Fenêtre sur résidence : lecture au B9
Charlie Bauer est amoureux
Avec Marie-Hélène Goudet et Sylvain Seguin
Note d’intention de l’auteur
Révolution, amour et littérature sont une seule et même chose. Car la révolution suppose les impatiences d’une parturiente, celles qu’éprouvent tous ceux à l’étroit dans le monde et qui savent les promesses de l’Histoire. Si l’Histoire est un brasier où se jettent les hommes, la lumière des flammes est la récompense des révolutionnaires ; ils en oublient même la morsure ardente du bûcher. Et l’amour n’est pas autre chose, qu’un corps qui s’impatiente et s’embrase, gros de désirs, et attend la délivrance par l’oubli de soi dans la retrouvaille de l’autre. Ici encore même embrasement, même tension, même extase. Et puis enfin, la littérature, - l’écriture portée à la puissance -, est le lot des nuques raidies qui refusent de se courber aux tyrannies du réalisme, attendant autre chose du monde, et qui, à défaut de pouvoir attendre, le provoquent et l’enfantent par l’encre et la plume. Il faut déborder du monde pour croire en la révolution, en l’amour en la littérature.

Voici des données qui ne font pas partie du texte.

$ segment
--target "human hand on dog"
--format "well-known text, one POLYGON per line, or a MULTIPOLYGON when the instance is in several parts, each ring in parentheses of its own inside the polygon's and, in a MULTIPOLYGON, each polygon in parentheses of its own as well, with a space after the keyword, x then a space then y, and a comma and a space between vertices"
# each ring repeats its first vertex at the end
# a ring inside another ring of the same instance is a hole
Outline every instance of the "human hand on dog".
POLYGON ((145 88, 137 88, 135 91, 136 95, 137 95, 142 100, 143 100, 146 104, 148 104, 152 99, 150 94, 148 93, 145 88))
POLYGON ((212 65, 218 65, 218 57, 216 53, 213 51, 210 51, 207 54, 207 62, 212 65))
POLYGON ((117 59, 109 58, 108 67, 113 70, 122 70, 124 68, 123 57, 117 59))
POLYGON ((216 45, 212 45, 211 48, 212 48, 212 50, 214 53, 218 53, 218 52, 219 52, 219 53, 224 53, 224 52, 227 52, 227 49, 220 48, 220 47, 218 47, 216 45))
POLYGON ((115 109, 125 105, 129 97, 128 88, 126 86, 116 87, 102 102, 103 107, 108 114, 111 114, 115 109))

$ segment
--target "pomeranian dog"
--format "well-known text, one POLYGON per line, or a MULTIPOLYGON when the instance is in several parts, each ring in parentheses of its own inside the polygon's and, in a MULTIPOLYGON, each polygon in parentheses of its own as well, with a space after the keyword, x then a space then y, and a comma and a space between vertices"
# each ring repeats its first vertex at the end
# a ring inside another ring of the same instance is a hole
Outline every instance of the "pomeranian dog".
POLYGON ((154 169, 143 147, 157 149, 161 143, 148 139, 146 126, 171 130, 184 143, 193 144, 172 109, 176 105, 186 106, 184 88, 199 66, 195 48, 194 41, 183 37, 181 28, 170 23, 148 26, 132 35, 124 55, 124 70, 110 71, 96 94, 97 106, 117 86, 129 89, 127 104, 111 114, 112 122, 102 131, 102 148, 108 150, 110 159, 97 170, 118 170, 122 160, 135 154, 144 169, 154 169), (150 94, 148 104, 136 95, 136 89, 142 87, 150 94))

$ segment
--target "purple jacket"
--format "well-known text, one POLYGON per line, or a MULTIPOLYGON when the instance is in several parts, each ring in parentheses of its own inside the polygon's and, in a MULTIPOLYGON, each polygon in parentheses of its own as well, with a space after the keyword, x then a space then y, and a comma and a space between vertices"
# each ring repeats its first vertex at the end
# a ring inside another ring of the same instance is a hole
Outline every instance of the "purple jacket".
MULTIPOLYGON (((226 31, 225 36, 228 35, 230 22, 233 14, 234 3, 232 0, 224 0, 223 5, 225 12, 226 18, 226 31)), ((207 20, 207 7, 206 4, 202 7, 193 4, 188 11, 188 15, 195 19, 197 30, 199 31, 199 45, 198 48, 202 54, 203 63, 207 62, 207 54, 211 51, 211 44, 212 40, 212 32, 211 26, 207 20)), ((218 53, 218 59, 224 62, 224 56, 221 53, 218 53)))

Mais le monde se venge de ceux qui appellent de leurs vœux la barricade, le baiser et l’alphabet. Le monde leur en veut d’être en avance sur lui, d’avoir déjà débordée ses marges et ses frontières. Il se venge par contention et contrainte de corps. Aux révolutionnaires, la surveillance policière, la résidence surveillée ; aux amoureux ces corps trop solitaires dont on rejoue sans cesse la geste du déchirement, de la déchirure et de l’étreinte ; aux écrivains, la damnation des mots qui enserrent de l’extérieur, par contours et allusion l’éblouissance douloureuse des choses.
Or Charlie Bauer a fait vingt cinq ans de prison pour militarisation du politique. Or il y est tombé amoureux. Or, son amour fut professeur de français.
Le projet théâtral « Charlie Bauer est amoureux » vise d’abord à faire vivre cet enfermement du corps comme condition inverse de la libération politique, affective, langagière. Puis paradoxalement, comme lieu de leur affirmation. C’est une histoire d’amour qui se raconte entre un prisonnier politique et son aimée, et cela devient une histoire de prison pour chanter la liberté.